Veja notícia divulgada no Jornal Nacional (Foto: Montagem TV Foco)
O Jornal Nacional deu novas informações a respeito da lei que restringe o trabalho nos dias em questão
Nesta quarta-feira, dia 22, foi ao ar, na Globo, mais uma edição do Jornal Nacional. O noticiário atualizou o público sobre uma possível nova lei aos trabalhadores brasileiros.
Segundo as informações divulgadas, o governo recuou e adiou, para março de 2024, a portaria que restringe o serviço de setores do comércio aos domingos e feriados. Luiz Marinho, o atual ministro do Trabalho, declarou que vai refazer o texto. Entenda!

De acordo com o Jornal Nacional, o governo recuou e adiou, para março de 2024, a portaria que restringe o serviço de setores do comércio aos domingos e feriados (Foto: Ministério do Trabalho)
Em 14 de novembro, Luiz Marinho havia revogado uma portaria que facilitava o trabalho nos dias em questão. Com a decisão, funcionários só deveriam trabalhar nos feriados se houvesse previsão em convenção coletiva da categoria, expôs o Jornal Nacional.
Isso fortaleceria os sindicatos e impactava vários setores, principalmente lojas, supermercados, farmácias e outras atividades com funcionamento direto. Na portaria original, a permissão era permanente e bastava um acordo entre empregador e empregado com base na CLT.
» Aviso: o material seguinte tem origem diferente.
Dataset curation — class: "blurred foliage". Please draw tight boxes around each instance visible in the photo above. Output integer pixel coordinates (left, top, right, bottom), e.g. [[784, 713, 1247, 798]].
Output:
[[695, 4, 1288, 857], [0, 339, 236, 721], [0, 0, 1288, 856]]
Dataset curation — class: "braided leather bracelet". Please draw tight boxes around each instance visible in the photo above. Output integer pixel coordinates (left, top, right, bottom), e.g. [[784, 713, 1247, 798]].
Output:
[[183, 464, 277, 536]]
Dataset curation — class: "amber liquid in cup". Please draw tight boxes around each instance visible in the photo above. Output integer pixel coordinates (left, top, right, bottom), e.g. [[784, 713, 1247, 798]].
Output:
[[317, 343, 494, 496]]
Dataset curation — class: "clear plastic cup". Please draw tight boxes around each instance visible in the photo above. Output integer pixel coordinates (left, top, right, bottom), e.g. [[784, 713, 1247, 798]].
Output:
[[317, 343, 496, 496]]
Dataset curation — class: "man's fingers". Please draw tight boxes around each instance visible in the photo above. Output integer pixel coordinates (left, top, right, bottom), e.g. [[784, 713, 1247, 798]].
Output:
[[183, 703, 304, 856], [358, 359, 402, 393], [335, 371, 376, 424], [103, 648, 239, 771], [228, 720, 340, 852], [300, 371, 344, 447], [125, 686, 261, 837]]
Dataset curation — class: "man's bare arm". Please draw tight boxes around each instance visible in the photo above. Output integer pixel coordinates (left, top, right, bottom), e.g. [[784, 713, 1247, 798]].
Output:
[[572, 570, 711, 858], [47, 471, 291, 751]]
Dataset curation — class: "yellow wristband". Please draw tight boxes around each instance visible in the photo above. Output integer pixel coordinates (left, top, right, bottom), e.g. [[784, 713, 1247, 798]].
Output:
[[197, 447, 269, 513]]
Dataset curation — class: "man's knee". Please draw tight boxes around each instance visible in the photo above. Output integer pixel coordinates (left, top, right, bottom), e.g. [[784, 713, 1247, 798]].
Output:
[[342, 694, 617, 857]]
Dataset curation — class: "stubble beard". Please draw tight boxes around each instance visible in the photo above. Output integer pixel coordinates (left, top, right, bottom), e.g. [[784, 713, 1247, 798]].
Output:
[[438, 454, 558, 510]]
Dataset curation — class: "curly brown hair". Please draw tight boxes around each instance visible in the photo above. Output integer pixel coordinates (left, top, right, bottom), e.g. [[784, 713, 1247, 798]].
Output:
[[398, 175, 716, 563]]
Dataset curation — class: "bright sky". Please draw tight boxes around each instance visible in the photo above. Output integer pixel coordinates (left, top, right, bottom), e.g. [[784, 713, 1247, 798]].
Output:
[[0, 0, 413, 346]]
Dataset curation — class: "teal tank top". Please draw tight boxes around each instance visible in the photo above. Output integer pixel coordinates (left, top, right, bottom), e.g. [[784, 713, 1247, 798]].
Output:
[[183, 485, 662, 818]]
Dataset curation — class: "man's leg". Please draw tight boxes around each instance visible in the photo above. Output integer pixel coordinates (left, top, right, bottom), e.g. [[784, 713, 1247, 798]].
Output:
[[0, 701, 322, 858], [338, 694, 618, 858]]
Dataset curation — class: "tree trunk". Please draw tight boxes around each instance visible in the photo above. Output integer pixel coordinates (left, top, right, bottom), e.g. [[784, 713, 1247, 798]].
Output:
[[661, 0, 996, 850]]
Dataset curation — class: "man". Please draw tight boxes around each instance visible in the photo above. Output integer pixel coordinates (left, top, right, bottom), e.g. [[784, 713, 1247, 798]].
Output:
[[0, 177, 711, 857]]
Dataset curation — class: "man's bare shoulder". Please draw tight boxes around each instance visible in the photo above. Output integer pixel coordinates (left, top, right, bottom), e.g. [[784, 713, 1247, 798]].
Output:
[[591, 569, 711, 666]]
Já no caso dos domingos, não havia necessidade de convenção coletiva, se houvesse lei municipal que autorizasse o funcionamento dos estabelecimentos. Contudo, com o recuo, a legislação atual continua valendo e permite o trabalho, sem restrições, apontou a Globo.
Segundo o ministro Luiz Marinho, o texto base será refeito. Novas informações deverão ser publicadas no próximo ano.

Após reajuste do salário mínimo para 1.320 reais, novo aumento vai acontecer somente em 2024 (Foto: Governo Federal)
Qual o atual valor do salário mínimo no Brasil?
O salário mínimo teve um novo ajuste que passou a ser válido em maio deste ano, já sob as ordens do atual presidente Lula. Agora, trabalhadores recebem a partir de R$ 1.320,00 por mês.